Anonymous interviews and focus groups with more than 200 students, educators, lawyers and parents led McCargar to conclude that some schools – under pressure to reduce suspensions and expulsions and to raise standardized test scores – funneled troubled students to the alternative and adult programs to make their statistics look better. She also made 13 visits to seven schools but does not name them in the report.

“Schools are under pressure to reduce their use of documented discipline, and many are secretly back-dooring struggling students out of their schools,’’ McCargar said. “Rather than being overtly suspended or expelled, these students are subject to ‘de facto discipline,’ which happens when schools disguise forced disciplinary removals from school as voluntary transfers or withdrawals.”

Connecticut has been a national leader in reducing an “overt school-to-prison pipeline” by decriminalizing truancy, taking steps to reduce unwarranted school-based arrests, raising the dropout age from 16 to 17 and limiting out-of-school suspensions, McCargar said.

But she asserts in her report that there continues to be a “secret pipeline” in which too many disruptive Connecticut students are shipped to under-funded programs that fail to serve them. In turn, too many drop out and become “entangled in the criminal justice system,’’ she said.

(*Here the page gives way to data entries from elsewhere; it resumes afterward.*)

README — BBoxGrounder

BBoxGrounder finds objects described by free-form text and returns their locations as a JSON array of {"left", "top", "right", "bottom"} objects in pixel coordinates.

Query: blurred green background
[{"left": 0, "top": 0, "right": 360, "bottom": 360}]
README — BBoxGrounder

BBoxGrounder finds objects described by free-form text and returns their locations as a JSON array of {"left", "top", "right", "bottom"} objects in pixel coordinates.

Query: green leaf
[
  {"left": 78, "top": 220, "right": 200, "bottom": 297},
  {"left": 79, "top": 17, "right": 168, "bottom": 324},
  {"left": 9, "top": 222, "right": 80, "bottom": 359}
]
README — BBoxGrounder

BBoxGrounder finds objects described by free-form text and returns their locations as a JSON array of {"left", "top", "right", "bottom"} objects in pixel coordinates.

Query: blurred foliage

One unnamed superintendent of schools is quoted in the report as saying when it comes to students with behavior problems, “We don’t do what is right. We prefer to do what is easy, and we flush those kids that are hard.”

Alexi Nunn-Freeman, staff attorney at the Advancement Project, a Washington, D.C-based legal and advocacy group, praised the report for revealing secret ways in which educators manipulate teens.

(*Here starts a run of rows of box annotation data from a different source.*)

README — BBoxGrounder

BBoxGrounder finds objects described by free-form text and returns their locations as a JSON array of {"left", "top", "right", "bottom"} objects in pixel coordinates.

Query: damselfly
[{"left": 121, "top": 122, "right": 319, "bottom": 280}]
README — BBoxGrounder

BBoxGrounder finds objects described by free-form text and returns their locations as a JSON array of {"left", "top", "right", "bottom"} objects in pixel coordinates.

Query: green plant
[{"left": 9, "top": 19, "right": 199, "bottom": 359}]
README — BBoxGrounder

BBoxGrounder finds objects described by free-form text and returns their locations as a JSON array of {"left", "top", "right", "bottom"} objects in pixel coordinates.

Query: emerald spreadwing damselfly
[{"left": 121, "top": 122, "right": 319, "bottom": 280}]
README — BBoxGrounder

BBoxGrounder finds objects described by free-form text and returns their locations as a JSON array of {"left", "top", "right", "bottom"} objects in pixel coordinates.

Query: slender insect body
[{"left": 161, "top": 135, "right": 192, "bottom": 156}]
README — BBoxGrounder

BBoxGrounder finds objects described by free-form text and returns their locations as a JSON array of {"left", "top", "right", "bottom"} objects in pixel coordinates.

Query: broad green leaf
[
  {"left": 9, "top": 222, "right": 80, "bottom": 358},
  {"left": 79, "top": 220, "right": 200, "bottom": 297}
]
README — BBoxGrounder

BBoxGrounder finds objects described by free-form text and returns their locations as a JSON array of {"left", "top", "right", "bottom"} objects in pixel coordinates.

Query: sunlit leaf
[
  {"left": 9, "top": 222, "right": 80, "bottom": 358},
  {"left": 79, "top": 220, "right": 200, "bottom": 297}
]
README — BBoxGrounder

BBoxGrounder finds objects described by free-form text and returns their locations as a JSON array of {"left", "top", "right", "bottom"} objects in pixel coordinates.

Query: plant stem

“Across the country, far too many students, particularly low-income students and students of color, have been banished to alternative schools or adult education centers that often fail to provide them with a high-quality education,’’ Nunn-Freeman said. “This is a side of the school-to-prison pipeline that is often ignored…’Invisible Students’ gives us a glimpse into this world.”

Other findings from the report are:

• Some alternative programs become “black holes” where students are trapped and rarely allowed to return to regular high schools.

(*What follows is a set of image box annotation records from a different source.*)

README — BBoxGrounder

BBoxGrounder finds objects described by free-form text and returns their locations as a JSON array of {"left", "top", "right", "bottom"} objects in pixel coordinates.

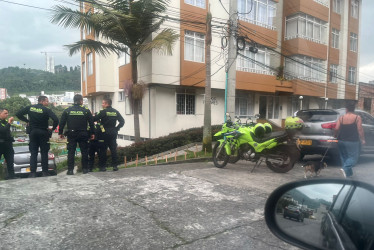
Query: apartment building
[{"left": 81, "top": 0, "right": 361, "bottom": 145}]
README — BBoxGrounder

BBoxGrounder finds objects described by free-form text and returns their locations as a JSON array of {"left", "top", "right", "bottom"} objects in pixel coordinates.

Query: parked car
[
  {"left": 4, "top": 146, "right": 57, "bottom": 175},
  {"left": 283, "top": 205, "right": 304, "bottom": 222},
  {"left": 295, "top": 109, "right": 374, "bottom": 159}
]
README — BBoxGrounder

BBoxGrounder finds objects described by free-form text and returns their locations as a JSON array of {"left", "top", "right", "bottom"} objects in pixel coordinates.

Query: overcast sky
[{"left": 0, "top": 0, "right": 374, "bottom": 82}]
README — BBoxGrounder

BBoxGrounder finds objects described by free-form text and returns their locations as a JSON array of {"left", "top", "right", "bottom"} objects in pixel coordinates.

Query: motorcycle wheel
[
  {"left": 266, "top": 145, "right": 300, "bottom": 173},
  {"left": 212, "top": 142, "right": 230, "bottom": 168}
]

• In 2010, more than 5,000 Connecticut teens enrolled in adult education while less than 25 percent earned a credit diploma or General Education Development (GED) diploma.

• Black and Latino teens were over-represented in adult education programs, but many never got a diploma. In 2010, three quarters of the GEDs awarded by the state Department of Education to black males under age 21were earned in prison.

• Some Connecticut districts operate high-quality “alternatives of choice” programs, but like adult education programs, they tend to be under-funded. In 2009, Connecticut districts spent an average of $13,607 per pupil on K-12 education compared to just $1,602 per pupil in Adult Education.

The report recommends making districts accountable for student performance in alternative and adult education programs; eliminating “dumping ground” placements of students; creating more high-quality alternative programs and making adult education programs more academically rigorous.

It also recommends that a state investigation be triggered whenever minorities, special education students or bilingual students are over-represented in a district’s alternative or adult education programs.

Vicki Gustavson, president of the Connecticut Association of Alternative Schools and Programs, said she has heard reports of many of the coercive practices that the report details.

But she said it is important to note that there are many alternative programs that work for students. The key, she said, is building students’ self esteem, teaching them in smaller settings and giving them the flexibility to earn their diplomas while dealing with work or home responsibilities.

“Many alternative schools are not dumping grounds. They’re not black holes,’’ said Gustavson, who said she has taught at a high-quality alternative high school in Wallingford for the past 20 years. “These schools are cost effective. The kids are getting jobs. They’re not in prison. They’re not on the streets.”